In May 2014, Amber Mathiesen, MS, LCGC, won the fifth annual UUGPGC Teaching Award, which is conferred by the second year students and supported by the Division of Medical Genetics. We sat down with Amber to talk with her about this award and her role in the UUGPGC.


You are the first UUGPGC alumna to win this award: What does it mean to you? How do you feel the program supported you?

As a graduate of the UUGPGC, and now as a supervisor, mentor, and teacher, I can say I truly love working with the UUGPGC and the participants. Throughout my years as a student I remember times that were hard, but more importantly I remember the people in this program and the relationships that were developed that help me through those times. I always felt supported and cared about.

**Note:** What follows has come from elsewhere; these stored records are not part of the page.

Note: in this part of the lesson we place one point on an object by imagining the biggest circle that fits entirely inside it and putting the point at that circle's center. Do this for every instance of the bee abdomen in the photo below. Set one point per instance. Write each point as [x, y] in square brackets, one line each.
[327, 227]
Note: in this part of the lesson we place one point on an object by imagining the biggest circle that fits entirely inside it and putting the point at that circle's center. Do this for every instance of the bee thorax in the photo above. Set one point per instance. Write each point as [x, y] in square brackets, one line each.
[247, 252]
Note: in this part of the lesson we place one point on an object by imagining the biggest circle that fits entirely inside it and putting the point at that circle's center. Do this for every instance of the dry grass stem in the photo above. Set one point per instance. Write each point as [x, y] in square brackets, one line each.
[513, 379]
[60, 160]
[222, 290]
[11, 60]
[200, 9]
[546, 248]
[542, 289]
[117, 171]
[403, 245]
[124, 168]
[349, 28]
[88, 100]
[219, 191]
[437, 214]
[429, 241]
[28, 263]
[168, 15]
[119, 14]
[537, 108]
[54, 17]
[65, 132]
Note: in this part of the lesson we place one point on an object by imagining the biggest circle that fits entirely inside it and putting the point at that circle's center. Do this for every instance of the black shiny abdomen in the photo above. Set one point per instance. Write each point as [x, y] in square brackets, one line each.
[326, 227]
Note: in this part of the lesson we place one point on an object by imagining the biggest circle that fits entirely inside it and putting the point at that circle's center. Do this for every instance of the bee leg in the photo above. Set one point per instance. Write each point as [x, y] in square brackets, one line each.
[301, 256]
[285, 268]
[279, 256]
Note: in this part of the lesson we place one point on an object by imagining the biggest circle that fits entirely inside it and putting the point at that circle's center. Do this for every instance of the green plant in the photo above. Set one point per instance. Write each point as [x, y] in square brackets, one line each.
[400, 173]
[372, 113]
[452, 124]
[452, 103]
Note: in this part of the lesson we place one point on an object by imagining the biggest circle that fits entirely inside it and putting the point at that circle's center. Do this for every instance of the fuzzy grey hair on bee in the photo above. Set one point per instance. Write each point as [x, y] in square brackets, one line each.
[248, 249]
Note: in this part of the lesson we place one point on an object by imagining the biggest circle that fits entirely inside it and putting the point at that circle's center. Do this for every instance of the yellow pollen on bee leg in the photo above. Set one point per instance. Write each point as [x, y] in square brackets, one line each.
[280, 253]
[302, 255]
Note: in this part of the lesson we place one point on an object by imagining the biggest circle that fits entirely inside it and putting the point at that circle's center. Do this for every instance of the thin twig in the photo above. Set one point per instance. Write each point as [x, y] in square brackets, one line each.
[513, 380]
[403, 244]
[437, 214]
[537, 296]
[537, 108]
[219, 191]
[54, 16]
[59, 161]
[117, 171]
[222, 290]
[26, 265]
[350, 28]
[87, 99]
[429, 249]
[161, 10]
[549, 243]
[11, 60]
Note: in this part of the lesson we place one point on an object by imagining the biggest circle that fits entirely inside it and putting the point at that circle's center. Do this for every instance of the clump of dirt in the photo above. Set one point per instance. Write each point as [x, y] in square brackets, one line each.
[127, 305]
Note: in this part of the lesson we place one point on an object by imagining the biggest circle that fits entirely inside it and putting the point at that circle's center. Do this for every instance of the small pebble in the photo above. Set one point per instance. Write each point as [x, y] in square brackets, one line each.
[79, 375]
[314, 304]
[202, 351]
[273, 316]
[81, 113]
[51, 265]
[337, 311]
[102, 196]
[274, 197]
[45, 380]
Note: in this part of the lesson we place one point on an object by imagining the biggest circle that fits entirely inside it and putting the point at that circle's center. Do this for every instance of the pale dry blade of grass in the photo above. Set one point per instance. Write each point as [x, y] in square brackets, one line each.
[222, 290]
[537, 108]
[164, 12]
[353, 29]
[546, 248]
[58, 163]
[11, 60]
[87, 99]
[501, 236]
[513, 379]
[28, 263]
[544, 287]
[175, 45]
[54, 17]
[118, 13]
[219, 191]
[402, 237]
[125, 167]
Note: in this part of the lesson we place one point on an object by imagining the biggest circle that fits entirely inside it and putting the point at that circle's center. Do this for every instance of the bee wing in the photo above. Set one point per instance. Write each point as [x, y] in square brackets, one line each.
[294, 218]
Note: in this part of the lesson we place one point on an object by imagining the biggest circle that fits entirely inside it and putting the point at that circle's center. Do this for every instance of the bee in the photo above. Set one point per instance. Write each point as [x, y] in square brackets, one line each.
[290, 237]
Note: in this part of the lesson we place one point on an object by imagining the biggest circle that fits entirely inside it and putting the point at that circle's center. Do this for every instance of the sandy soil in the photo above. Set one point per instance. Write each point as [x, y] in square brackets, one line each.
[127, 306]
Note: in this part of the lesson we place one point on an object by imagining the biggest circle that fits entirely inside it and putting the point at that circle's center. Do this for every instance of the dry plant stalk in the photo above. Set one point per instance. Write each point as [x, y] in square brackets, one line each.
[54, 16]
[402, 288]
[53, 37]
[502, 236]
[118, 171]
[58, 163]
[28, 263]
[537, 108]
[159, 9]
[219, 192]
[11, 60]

More specifically, I felt that I could go to my supervisors, teachers, mentor, and research committee and get true confirmation of my strengths and assistance on working through my weaknesses. I truly felt that they wanted me to succeed. Being in that environment as a student left an impression on me. Now as my role has changed, I want the students to get that same support from me. While realizing everyone will have different strengths and weaknesses, my intention and hope is to help the students be the best genetic counselors they can be.

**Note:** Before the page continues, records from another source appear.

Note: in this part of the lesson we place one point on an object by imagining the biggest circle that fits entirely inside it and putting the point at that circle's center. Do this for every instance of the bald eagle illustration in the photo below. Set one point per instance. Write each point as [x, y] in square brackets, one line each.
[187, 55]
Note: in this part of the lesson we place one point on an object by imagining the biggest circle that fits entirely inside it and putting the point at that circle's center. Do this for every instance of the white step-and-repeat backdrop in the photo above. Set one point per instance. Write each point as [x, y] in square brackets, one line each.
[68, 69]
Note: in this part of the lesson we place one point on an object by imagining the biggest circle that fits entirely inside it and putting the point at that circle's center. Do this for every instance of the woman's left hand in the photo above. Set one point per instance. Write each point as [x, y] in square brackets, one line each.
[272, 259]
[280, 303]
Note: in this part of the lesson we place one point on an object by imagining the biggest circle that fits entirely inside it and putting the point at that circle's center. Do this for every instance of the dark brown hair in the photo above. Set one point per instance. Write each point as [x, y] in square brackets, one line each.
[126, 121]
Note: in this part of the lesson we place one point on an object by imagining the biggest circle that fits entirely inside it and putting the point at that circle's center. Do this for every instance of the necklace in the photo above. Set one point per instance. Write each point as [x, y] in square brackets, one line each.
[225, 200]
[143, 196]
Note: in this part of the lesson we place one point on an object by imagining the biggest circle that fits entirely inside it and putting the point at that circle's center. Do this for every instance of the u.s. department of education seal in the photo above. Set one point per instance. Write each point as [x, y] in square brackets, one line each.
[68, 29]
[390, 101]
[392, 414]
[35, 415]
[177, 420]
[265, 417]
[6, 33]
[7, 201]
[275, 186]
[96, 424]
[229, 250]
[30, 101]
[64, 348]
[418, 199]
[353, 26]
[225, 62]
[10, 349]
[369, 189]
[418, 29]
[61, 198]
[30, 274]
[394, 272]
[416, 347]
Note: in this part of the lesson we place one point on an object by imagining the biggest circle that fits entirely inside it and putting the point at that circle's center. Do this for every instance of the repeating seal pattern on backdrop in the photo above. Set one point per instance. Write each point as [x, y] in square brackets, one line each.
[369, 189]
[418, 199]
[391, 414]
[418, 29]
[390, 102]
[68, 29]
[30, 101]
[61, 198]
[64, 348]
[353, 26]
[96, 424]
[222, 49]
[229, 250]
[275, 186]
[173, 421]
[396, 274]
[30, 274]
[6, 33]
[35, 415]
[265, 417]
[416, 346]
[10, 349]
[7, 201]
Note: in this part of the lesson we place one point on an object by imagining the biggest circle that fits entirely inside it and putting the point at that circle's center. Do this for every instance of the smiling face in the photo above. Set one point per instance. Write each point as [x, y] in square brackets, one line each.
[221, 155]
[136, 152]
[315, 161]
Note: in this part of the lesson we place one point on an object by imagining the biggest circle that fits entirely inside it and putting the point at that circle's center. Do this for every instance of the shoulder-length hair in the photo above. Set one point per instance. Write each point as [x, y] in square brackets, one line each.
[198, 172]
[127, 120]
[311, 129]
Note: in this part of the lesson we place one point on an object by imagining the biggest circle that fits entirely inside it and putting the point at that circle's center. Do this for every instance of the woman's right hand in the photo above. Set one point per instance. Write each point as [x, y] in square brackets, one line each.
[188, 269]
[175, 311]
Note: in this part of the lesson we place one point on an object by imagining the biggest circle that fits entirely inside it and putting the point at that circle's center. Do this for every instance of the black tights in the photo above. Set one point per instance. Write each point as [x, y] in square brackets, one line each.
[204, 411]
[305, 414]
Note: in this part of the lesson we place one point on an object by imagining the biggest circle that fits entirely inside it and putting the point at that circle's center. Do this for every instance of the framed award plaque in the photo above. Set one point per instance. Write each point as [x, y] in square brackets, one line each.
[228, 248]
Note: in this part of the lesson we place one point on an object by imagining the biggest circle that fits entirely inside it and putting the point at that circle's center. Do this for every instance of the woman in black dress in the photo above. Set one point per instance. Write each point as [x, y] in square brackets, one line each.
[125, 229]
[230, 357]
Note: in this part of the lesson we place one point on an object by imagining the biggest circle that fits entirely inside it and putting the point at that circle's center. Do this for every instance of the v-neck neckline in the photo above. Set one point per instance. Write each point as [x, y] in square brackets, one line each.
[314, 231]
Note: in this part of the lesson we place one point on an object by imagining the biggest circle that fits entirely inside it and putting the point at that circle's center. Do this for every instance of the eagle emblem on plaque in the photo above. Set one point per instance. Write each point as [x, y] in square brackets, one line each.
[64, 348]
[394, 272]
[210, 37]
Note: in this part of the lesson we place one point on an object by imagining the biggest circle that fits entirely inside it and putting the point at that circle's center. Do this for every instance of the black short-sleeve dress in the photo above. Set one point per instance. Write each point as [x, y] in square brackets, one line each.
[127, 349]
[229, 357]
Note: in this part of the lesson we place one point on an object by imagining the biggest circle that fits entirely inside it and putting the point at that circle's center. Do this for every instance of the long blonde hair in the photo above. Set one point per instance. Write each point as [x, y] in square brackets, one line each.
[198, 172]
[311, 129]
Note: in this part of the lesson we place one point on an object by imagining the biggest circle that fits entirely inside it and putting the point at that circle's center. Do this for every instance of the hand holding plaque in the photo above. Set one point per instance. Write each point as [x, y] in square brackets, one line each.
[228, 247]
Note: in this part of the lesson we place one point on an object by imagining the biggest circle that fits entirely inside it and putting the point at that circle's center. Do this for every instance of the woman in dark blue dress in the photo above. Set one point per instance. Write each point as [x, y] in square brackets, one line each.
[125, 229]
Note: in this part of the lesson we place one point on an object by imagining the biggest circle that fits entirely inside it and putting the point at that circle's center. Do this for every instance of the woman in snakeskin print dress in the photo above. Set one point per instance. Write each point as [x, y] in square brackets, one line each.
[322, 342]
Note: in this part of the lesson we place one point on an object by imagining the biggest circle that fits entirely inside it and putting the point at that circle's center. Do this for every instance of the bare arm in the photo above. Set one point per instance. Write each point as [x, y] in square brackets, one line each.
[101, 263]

Why do you enjoy teaching?

Teaching is something I always felt I would like to do. Teaching, to me is stimulating, scary, exciting, challenging, and inspiring all at the same time. Although I want to say I enjoy teaching because it helps me learn and makes me a better genetic counselor (which is true), the main reason I love teaching is because it allows me a way to help others. I have teachers who I will never forget because either they inspired me or helped me in some way. I just hope to do the same for others.

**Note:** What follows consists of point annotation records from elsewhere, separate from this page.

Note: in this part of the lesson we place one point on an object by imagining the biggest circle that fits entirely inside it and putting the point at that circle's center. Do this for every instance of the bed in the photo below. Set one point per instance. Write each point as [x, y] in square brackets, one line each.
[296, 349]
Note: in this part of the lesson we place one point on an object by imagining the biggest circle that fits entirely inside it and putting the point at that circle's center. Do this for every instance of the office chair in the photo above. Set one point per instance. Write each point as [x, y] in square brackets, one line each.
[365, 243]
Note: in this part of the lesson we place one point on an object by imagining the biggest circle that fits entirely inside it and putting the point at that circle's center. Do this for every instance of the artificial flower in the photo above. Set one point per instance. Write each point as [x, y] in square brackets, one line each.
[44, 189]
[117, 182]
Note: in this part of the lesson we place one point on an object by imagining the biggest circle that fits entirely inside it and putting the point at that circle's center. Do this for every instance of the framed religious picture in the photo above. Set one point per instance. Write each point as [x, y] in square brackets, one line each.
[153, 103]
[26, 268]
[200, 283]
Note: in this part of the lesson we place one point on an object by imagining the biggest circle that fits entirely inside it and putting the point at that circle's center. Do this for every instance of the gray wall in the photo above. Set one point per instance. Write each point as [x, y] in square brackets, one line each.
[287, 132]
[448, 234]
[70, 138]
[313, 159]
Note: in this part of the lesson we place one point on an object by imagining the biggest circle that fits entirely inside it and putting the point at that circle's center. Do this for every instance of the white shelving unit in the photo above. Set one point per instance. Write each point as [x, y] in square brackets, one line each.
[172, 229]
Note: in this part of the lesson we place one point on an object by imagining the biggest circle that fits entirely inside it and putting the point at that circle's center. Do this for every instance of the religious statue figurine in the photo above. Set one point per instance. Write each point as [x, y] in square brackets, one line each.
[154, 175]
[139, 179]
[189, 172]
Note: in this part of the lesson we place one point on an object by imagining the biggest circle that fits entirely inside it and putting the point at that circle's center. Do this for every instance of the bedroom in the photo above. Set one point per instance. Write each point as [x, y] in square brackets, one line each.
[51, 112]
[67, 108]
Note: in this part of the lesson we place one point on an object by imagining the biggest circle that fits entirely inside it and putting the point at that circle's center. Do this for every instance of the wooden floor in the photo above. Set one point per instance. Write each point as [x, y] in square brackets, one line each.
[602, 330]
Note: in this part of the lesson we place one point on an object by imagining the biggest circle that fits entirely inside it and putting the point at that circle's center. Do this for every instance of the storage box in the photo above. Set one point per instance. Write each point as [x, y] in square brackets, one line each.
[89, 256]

What do you like about being a Genetic Counselor?

There are many reasons I like being a Genetic Counselor including the opportunity for lifelong learning, working with a diverse population, the varied career possibilities, and being in an intellectually and emotionally stimulating work environment. Although there are many things to love about genetic counseling, what I like most is again the opportunity to contribute to and help others.  I appreciate being able to support patients and students through challenging times. Overall, my favorite moments are when you get to celebrate with patients when they get good news. When patients cry tears of joy after receiving a normal test result or are now pregnant with a healthy baby after a previous difficult pregnancy, I love this.  I enjoy seeing their pictures and hearing their stories. On these same lines I enjoy being there when a student succeeds and make progress toward their goals.


Thank you, Amber, for all of your contributions to our program!